Norton Cancer Institute clinical nutritionist Anita McLaughlin, who has lived a vegan lifestyle she now supplements with cheese, analyzed the 22 Day Revolution menu and remarked that the regimen is light in calories but packed with plentiful proteins and vitamins.
"It did seem a little light. I can see where you would drop fast," McLaughlin said.
For those trying to eat healthier, but are not ready to go vegetarian or vegan, McLaughlin suggested loading half a plate at mealtime with fruits or vegetables, one quarter starch like brown rice or quinoa and one quarter protein.
Putting down the spoon or fork remains challenging. And Borges cautions that without portion control, little weight will come off. As a result, I ate just four slices of vegan pizza one night and left the table. Sure enough, I felt full after 20 minutes had passed and my stomach had time to register that it was indeed satisfied.

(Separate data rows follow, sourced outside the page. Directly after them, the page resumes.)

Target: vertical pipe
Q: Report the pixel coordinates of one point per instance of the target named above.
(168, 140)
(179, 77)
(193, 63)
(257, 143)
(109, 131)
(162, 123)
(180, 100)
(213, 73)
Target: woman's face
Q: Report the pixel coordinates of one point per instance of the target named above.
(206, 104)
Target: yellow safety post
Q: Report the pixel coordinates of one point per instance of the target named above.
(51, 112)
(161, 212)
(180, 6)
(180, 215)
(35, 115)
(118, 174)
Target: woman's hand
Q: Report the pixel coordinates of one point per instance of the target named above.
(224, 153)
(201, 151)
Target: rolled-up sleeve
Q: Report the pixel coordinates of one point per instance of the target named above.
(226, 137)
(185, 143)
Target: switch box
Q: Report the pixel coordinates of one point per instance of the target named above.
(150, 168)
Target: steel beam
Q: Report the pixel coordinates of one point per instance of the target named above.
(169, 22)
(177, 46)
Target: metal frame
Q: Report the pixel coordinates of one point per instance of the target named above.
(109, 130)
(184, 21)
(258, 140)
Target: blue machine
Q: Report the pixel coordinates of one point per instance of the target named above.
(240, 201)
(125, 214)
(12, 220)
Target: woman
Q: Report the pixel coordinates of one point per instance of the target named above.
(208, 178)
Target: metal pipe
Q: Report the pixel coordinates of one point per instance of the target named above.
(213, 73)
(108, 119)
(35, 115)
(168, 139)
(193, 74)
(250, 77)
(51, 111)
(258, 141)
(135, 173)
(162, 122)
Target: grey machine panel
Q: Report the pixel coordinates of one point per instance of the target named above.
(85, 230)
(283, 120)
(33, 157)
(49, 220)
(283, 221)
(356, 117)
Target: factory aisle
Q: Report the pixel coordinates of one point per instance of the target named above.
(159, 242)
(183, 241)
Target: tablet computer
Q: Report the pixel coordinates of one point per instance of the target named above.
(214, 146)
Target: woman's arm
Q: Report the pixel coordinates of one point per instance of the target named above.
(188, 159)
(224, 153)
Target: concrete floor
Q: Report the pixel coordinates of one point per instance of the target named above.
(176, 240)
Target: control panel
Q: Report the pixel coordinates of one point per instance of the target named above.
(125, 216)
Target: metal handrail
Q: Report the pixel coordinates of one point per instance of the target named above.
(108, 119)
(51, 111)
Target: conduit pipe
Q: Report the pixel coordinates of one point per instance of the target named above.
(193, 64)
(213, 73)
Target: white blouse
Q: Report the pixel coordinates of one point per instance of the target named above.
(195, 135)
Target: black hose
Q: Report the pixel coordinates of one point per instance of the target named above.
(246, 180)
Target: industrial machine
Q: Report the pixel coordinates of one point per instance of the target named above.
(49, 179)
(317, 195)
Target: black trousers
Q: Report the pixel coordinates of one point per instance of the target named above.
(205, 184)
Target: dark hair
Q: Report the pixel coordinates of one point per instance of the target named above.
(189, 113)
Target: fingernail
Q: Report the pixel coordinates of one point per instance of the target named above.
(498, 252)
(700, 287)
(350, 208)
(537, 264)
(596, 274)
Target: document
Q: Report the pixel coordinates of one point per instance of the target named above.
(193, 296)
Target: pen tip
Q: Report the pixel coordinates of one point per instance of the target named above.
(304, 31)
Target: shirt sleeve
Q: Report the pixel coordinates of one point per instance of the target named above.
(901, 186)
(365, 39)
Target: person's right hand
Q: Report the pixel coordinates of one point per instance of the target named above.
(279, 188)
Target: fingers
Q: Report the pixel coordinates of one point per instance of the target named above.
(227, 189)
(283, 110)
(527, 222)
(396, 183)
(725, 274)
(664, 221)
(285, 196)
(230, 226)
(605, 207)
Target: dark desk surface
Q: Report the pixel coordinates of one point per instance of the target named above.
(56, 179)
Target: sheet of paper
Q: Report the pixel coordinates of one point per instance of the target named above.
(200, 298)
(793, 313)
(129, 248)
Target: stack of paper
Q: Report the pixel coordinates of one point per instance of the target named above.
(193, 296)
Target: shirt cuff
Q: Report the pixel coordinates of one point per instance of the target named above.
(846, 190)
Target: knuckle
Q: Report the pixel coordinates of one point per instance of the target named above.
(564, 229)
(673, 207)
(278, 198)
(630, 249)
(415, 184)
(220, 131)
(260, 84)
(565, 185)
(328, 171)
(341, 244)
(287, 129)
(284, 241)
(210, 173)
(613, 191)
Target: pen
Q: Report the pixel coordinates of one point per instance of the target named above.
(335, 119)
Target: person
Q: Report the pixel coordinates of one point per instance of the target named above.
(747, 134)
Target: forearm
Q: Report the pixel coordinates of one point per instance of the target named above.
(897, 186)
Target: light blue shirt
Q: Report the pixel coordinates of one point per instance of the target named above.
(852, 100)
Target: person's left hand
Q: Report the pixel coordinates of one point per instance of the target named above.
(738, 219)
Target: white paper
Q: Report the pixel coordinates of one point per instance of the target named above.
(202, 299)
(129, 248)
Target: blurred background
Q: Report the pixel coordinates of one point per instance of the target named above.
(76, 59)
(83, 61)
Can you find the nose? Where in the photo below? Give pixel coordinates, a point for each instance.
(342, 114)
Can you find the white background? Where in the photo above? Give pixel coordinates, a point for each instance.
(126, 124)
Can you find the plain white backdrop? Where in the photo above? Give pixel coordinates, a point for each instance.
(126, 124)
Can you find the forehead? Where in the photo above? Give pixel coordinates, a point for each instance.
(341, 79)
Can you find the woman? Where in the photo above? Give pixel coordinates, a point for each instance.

On day 23, I cycled to Comfy Cow with my husband and four sons to celebrate victory with a scoop of bourbon pecan caramel ice cream. The creamy mouth feel of ice cream felt comforting but I paid dearly for the excess by nearly falling asleep at my desk for two days. A grilled ham and cheese sandwich over the weekend also left with me bloat and sluggish digestion.
Among my Facebook acquaintances, Kentucky Rep. Joni Jenkins (D-Shively), was inspired. Jenkins claims to be the only vegetarian in the state legislature and started The 22-Day Revolution after seeing my posts. In her second week, Jenkins reports she is down 8 pounds and "could eat this way 90 percent of the time."
When my family ate pizza with pepperoni for Sunday dinner, I knew that cheesy load of refined carbohydrates could result in a sleepy week. For dinner instead, I blended a smoothie of spinach, almond milk, avocado, hemp seeds, mango and strawberry. I woke up rested Monday and those Lucky jeans still sag off my hips.